• Rubrique Autopsy

    Il y avait bien longtemps que je ne l'avais pas utilisée, celle là. Il est vrai que je suis plutôt silencieuse sur certaines choses, nonobstant le fait qu'on pourrait croire que je m'épanche avec facilité sur ce blog, et que je n'y parle que de moi. Oui mais non, et je pratique l'auto-censure bien plus qu'on ne le croit.

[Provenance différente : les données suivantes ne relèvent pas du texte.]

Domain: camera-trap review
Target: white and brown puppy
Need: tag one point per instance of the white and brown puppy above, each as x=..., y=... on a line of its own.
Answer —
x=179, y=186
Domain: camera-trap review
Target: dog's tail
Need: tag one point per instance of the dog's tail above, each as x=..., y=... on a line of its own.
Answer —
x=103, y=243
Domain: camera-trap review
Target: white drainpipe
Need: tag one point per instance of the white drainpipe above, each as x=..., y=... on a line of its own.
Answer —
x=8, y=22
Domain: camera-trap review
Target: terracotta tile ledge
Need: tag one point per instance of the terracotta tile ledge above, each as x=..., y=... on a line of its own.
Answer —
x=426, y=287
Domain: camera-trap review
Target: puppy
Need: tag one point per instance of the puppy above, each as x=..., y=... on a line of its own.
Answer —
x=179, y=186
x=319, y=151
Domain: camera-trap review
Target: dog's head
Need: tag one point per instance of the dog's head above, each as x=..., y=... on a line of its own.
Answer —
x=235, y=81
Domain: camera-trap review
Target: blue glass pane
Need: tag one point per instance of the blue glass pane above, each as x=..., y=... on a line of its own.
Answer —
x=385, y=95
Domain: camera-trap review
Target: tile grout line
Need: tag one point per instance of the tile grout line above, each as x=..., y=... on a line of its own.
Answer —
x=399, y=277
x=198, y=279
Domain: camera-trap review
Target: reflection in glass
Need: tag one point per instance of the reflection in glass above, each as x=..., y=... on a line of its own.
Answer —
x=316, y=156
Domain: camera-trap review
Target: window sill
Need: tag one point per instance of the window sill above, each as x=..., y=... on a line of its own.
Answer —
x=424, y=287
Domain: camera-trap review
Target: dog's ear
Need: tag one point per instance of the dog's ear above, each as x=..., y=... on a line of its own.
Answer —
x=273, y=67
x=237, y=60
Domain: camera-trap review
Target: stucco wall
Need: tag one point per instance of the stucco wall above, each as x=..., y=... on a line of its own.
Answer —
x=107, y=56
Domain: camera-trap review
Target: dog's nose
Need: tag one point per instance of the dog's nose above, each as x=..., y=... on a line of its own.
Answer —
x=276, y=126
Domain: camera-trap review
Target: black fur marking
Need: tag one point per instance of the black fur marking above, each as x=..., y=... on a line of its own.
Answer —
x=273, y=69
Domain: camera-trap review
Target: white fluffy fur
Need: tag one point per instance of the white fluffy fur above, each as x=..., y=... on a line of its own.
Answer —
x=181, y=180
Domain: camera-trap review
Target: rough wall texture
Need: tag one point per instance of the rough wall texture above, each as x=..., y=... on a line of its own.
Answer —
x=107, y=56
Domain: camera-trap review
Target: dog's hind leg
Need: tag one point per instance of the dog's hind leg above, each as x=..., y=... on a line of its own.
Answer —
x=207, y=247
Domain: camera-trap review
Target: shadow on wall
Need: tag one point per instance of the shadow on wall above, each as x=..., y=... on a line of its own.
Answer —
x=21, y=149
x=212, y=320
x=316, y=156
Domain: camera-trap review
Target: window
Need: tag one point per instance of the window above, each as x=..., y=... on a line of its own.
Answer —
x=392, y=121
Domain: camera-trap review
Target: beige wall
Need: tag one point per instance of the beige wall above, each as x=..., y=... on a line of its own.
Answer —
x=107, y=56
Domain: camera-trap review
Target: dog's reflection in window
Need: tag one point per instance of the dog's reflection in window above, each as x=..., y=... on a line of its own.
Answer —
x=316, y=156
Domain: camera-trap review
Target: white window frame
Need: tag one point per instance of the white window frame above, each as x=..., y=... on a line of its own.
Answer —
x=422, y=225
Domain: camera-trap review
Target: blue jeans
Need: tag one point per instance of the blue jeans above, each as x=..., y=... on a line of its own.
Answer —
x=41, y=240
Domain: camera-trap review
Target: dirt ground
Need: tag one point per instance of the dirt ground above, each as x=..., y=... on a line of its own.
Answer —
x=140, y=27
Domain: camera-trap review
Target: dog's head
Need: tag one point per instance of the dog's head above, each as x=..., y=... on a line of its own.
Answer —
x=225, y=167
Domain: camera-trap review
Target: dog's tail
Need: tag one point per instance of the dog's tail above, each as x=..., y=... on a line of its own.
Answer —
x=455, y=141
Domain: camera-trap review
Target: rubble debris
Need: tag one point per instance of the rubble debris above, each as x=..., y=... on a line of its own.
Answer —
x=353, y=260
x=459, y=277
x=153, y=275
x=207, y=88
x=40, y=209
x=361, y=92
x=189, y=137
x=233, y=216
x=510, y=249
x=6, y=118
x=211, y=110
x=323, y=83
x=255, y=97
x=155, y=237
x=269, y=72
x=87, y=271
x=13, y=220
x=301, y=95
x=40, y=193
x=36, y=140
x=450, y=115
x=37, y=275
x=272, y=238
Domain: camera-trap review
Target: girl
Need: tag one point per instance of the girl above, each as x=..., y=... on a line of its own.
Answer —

    Bon, autopsy parce que ça ne va pas fort en ce moment, mais que je progresse lentement mais sûrement vers une meilleure connaissance de la façon dont je fonctionne, sur mes failles, sur ce sur quoi il faut que je travaille. En l'occurence cette semaine j'ai compris que si je ne dis pas à ma psy que je ne vais pas bien, elle ne le devinera pas. Et c'est d'autant plus important que je ne la vois pas si souvent, juste une fois par mois environ. Mais je lui ai tout de même dit, cette fois-ci, que je voulais la voir plus souvent et, en toute fin de séance, ai lâché que je me sentais un peu sur le fil du rasoir. Trop bas, trop tard pour qu'elle réagisse. Résultat j'en suis sortie désespérée de me sentir lâchée avec mon mal-être grandissant, jusqu'à la séance suivante. Aide-toi, le ciel t'aidera, j'ai augmenté ce soir la dose du neuroleptique que je prends, parce que la mini-dose que je prends n'est peut-être pas suffisante en ce moment. Je n'ai pas beaucoup augmenté la dose, c'est presque plus psychologique que thérapeuthique, mais je tiens à limiter au maximum les effets secondaires du médicament.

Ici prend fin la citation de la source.